I was born I guess with a desire to be somewhere else. By the time I was 10 I had lived in Tripoli, Hartlepool, Bielfeld, North London, Mons, Uckfield and Frimley so it seemed only natural as I considered my career options to look for something that would satisfy those itchy feet of mine. Unfortunately I never really got beyond the idea of going overseas and so after a couple of Inter Rail trips around Europe I declared to an apathetic audience my desire to go to Australia for a working holiday. I felt I needed to do this trip before I followed my mates down the same old path.

I ended up spending about three years in Australia in two spells, mostly in Sydney. Since leaving in 1991 I haven't returned but have often looked back wistfully on my time there - the bits I can remember at least. I have even had vivid dreams which have seen me walking the streets of Sydney and they were so lifelike, so real, even down to popping into the corner shop once run by Kiwi Christine in King's Cross and buying a can of Solo or running up the Wooloomooloo Steps to watch a new cartoon series called The Simpsons.

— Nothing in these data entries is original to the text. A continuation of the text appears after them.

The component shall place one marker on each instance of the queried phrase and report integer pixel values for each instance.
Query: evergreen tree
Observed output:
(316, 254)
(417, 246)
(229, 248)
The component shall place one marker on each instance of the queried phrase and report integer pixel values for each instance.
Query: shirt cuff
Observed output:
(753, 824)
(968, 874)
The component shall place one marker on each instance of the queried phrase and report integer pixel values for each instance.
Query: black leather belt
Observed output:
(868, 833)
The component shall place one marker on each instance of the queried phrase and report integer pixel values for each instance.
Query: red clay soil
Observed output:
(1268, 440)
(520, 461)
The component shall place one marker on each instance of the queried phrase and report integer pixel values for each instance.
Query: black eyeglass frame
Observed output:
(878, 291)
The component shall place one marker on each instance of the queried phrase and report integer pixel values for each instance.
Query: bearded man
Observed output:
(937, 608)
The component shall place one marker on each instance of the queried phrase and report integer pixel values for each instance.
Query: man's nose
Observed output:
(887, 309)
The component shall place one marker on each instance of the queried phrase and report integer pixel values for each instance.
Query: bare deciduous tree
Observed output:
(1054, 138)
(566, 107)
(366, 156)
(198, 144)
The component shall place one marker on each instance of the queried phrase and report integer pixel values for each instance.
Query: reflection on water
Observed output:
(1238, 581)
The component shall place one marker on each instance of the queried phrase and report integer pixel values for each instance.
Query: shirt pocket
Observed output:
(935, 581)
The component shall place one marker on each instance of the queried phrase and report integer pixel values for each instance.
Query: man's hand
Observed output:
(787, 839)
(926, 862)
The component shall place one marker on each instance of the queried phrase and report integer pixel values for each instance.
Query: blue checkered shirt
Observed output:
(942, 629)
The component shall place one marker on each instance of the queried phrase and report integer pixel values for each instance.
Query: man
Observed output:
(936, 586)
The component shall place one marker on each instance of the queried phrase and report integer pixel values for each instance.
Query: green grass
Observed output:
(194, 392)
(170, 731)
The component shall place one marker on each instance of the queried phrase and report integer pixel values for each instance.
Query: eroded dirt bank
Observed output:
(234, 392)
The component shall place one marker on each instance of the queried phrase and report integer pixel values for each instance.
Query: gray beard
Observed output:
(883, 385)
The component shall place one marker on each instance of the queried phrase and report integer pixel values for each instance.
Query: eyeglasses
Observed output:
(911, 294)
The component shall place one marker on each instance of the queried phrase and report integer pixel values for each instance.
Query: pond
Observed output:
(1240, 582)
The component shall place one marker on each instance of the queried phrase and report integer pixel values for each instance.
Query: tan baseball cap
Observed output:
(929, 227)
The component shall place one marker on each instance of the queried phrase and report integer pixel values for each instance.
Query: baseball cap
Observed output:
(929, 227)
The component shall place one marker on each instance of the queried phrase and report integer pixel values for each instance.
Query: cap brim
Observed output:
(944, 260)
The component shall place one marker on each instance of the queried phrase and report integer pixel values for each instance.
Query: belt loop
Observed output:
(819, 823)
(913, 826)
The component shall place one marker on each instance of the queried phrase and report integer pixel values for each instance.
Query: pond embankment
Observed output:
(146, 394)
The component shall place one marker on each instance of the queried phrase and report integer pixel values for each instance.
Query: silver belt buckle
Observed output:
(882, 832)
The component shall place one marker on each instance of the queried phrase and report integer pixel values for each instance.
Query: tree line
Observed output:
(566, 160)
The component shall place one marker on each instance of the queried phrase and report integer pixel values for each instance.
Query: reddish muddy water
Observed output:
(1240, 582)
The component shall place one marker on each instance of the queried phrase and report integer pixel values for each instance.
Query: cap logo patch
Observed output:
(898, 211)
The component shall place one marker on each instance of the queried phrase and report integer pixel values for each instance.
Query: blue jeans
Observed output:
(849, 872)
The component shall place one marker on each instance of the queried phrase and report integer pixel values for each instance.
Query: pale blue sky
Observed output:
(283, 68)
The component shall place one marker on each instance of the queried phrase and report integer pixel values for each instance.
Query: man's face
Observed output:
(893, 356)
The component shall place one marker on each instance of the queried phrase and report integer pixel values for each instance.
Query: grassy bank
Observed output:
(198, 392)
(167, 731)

But a return to Australia seemed just that - a distant dream.

Until I turned to writing and Bonita, through her company Fair Play Publishing, printed a couple of my books and eventually, after a Covid-ridden couple of years, invited me down to attend the Football Writer's Festival and wow! Between the granting of my visa and the scheduled departure of my flight I was counting the days, checking the football fixtures, looking up old watering holes I used to frequent and I was breathless with anticipation.

I loved my time in Australia. Loved the scenery, loved the beer, loved the football, loved the vibe. The weather weren't bad either. And now I'm returning. I'm not expecting 1980s Sydney though. I'm not going to relieve my old memories; rather I'm dead set keen on carving out some new experiences more appropriate for a semi retired old bugger and not some 20 something whose ambitions spread no further than watching the sun rise at Mansions Hotel.

This blog will, I hope, record my return. Yes, it will  be tinged with nostalgia. You can't return to a place you once knew so well only to ignore those memories but I'm hoping the present will add more layers to my own personal nostalgia and embrace a Sydney that will be mostly unfamiliar to me. I grew up with punk in England and it pissed me off how everyone in the media would harp on about the 1960s like it was some mythical, Arthurian era. Maybe it was for them but with that awareness tucked away in my back pocket I hope I don't make the same mistake as I return to my old haunts.